Stets gleicher, gut gemeinter Wunsch für meine Zukunft. Eine Familie, ihre Hoffnung für mich. Sie trösten sich auch selber damit. Irgendwann wird alles wieder normal sein, das Schicksal ausgeglichen. Doch ich kann ihr Trostpflaster nicht annehmen und antworte ausweichend.
»Hoffentlich bekommst du bald eine Lehrstelle. Du musst ja jetzt Geld verdienen.«
»Ja«, sage ich, obwohl ich mich noch nicht einmal um eine Ausbildung bemüht habe. Nicht weiß, was ich anfangen soll. Ich entfliehe dem Gespräch mit einem flüchtigen Nicken. Schwimme schneller als zuvor, mit kräftigen Stößen. Ich mag nicht, wie sie über mein Leben diskutieren, alles besser wissen. Es ist mein Leben. Ich muss es leben, ich brauche ihre gutgemeinten Ratschläge nicht.

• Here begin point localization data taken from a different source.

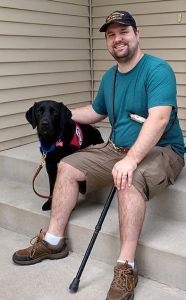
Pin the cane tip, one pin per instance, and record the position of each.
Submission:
(74, 285)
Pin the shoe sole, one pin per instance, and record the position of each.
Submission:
(39, 259)
(131, 297)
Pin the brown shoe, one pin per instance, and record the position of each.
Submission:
(124, 282)
(40, 250)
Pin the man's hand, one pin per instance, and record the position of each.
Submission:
(123, 172)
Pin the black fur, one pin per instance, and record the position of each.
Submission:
(51, 118)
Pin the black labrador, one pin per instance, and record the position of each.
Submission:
(59, 135)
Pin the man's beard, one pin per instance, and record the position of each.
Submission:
(125, 57)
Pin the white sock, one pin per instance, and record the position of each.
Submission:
(52, 239)
(131, 263)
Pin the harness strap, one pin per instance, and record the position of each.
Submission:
(35, 176)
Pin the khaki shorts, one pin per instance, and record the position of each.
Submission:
(155, 172)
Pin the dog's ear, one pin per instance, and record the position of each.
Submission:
(30, 116)
(65, 114)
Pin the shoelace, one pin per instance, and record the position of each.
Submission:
(122, 279)
(35, 241)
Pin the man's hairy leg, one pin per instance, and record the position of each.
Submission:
(64, 197)
(131, 210)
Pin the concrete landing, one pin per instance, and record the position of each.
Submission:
(49, 280)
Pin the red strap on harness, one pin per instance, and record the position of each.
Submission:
(77, 139)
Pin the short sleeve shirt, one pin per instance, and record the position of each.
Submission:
(150, 83)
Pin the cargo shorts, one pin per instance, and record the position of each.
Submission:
(155, 172)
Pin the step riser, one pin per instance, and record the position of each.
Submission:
(151, 263)
(22, 171)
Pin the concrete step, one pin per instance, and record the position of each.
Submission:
(54, 277)
(161, 253)
(22, 162)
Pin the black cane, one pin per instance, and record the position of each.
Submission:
(75, 283)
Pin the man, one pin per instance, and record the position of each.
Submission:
(141, 159)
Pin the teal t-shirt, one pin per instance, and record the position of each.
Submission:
(150, 83)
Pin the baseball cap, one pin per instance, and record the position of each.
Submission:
(121, 17)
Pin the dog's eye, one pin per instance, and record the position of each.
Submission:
(41, 110)
(51, 110)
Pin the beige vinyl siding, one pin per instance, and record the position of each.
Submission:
(162, 26)
(44, 54)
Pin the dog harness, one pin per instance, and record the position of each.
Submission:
(76, 141)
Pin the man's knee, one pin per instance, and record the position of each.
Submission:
(68, 171)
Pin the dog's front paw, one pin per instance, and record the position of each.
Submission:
(47, 205)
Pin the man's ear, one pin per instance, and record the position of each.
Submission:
(30, 116)
(65, 114)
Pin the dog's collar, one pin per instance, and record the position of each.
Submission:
(77, 141)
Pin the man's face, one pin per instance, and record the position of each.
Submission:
(122, 42)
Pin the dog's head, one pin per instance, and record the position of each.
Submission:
(48, 116)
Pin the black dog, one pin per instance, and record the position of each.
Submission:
(59, 135)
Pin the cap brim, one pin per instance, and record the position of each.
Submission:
(106, 25)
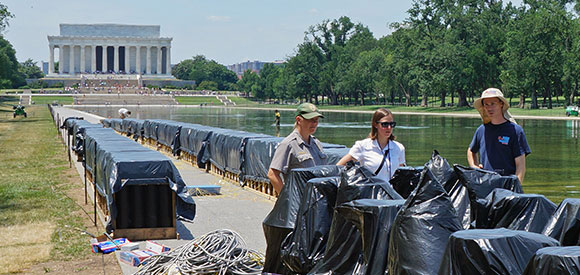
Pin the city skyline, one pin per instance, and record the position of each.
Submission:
(228, 32)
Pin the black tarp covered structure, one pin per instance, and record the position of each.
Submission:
(554, 261)
(282, 219)
(117, 125)
(406, 179)
(92, 136)
(168, 134)
(133, 127)
(444, 173)
(305, 245)
(527, 212)
(421, 229)
(226, 149)
(491, 251)
(564, 225)
(373, 219)
(119, 161)
(344, 249)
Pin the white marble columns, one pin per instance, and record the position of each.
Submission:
(81, 61)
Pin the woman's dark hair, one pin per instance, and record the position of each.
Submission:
(378, 115)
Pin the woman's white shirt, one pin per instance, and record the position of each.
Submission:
(369, 154)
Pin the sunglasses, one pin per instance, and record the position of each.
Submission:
(386, 124)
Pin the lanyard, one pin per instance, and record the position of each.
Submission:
(385, 155)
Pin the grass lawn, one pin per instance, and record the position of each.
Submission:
(40, 220)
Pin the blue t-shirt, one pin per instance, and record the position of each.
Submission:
(499, 145)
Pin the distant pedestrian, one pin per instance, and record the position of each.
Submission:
(277, 117)
(500, 142)
(124, 113)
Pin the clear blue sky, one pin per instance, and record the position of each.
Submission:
(226, 31)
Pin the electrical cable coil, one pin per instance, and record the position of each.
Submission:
(218, 252)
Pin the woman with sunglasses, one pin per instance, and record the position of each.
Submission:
(379, 152)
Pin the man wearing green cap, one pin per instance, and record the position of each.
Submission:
(299, 149)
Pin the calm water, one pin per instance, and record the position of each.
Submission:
(553, 168)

Ich erreiche die andere Seite, drehe mich um. Der Kopf des jungen Mannes taucht ein Stück vor mir auf, kommt auf mich zu. Wir stoßen uns fast gleichzeitig wieder ab, er unter Wasser, ich darüber. Ich versuche mit ihm mitzuhalten, strenge mich an. Doch vergeblich, ich schwimme zu hastig, verliere meinen Rhythmus und komme eine ganze Länge nach ihm an. Er hat schon wieder elegant gewendet. Ich halte mich am Beckenrand fest, atme schwer. Die beiden Frauen sind immer noch da, unterhalten sich. Schwimmengehen als Vorwand, um Dorftratsch auszutauschen.
»Da ist doch der seltsame Mann in der Villa.«
»Mein Mann hat ihn gefragt, was er so macht und er hat kaum was erzählt.«
Jetzt schwimmen sie doch los, langsam genug um sich zu unterhalten, hoch erhobenen Hauptes.

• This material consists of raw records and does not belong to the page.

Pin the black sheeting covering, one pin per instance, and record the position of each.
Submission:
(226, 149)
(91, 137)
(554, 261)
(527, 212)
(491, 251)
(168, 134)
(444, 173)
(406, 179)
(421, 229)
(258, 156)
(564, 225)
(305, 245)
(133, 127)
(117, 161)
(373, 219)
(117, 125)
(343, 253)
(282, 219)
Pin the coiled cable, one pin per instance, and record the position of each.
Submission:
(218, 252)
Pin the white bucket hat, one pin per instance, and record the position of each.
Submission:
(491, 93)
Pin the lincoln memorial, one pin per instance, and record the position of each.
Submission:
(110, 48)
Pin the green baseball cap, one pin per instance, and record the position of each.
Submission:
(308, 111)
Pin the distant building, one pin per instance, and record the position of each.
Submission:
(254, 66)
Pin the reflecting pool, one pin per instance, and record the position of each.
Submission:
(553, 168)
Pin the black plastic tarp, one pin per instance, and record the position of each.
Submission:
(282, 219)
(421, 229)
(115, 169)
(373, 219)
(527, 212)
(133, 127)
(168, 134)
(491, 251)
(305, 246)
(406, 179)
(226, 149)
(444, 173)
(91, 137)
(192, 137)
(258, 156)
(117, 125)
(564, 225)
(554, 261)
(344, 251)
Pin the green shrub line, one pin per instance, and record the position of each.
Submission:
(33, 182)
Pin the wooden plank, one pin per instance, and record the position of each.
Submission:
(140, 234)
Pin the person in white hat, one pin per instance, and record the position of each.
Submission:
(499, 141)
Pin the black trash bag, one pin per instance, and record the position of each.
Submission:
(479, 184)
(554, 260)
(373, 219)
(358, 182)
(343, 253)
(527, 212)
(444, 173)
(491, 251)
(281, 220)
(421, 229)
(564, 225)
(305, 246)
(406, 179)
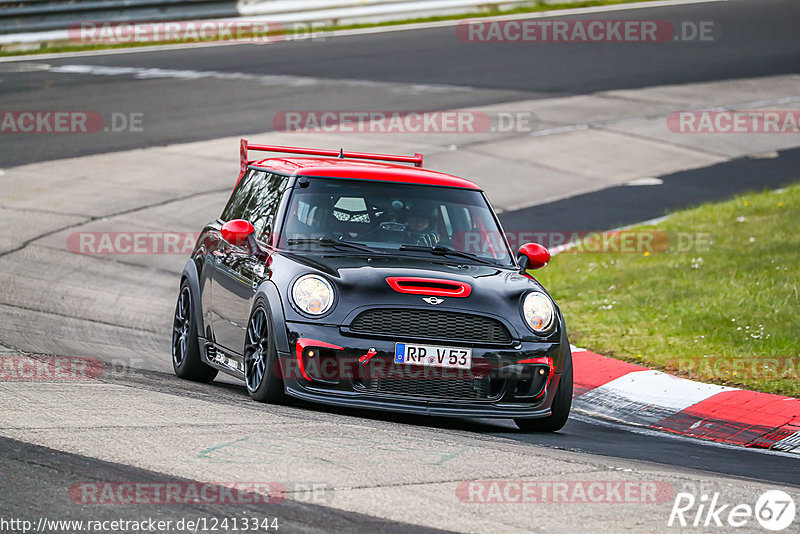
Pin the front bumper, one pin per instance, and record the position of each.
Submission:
(328, 366)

»Mit dem stimmt doch irgendwas nicht«, höre ich gerade noch. Ich bleibe am Rand.
Dieser Fremde. Ich habe schon gehört, dass jemand die alte Villa gekauft haben soll. Jemand also, der auf forschende, nur vordergründig freundliche Fragen hin nicht bereit ist, seine Lebensgeschichte auszubreiten. Das klingt interessant. Ich kann ja mal einen Blick auf die Villa werfen, ich war lange nicht mehr da.
Ich stemme mich am Beckenrand hoch, steige aus dem Wasser. Im Vorbeigehen nehme ich mein Handtuch vom Geländer, rubble durch meine widerspenstigen Haare. Ich trockne mich ab, ziehe mich hastig an. Dann gehe ich nach oben, die Haare noch immer feucht. Am Ende der Treppe öffnet sich eine große Halle. Durch die hohen Fabrikfenster fällt diffuses Licht, in den Ecken liegen Dreck und Müll. Ansonsten ist die Halle leer, die Maschinen schon lange entsorgt. Alles was noch übrig ist, ist das alte Schwimmbecken für die Arbeiter im Keller. Ich gehe über den staubigen Boden, trete aus dem Gebäude. Die abendliche Märzluft ist kalt. Als ich die Dorfstraße entlanggehe, beginne ich zu frieren. Ich laufe schneller, um die Kälte zu vergessen. Das Dorf zieht sich lang hin, die Häuser sind am Bach verteilt, über Hangwiesen thronen einzelne große Gehöfte.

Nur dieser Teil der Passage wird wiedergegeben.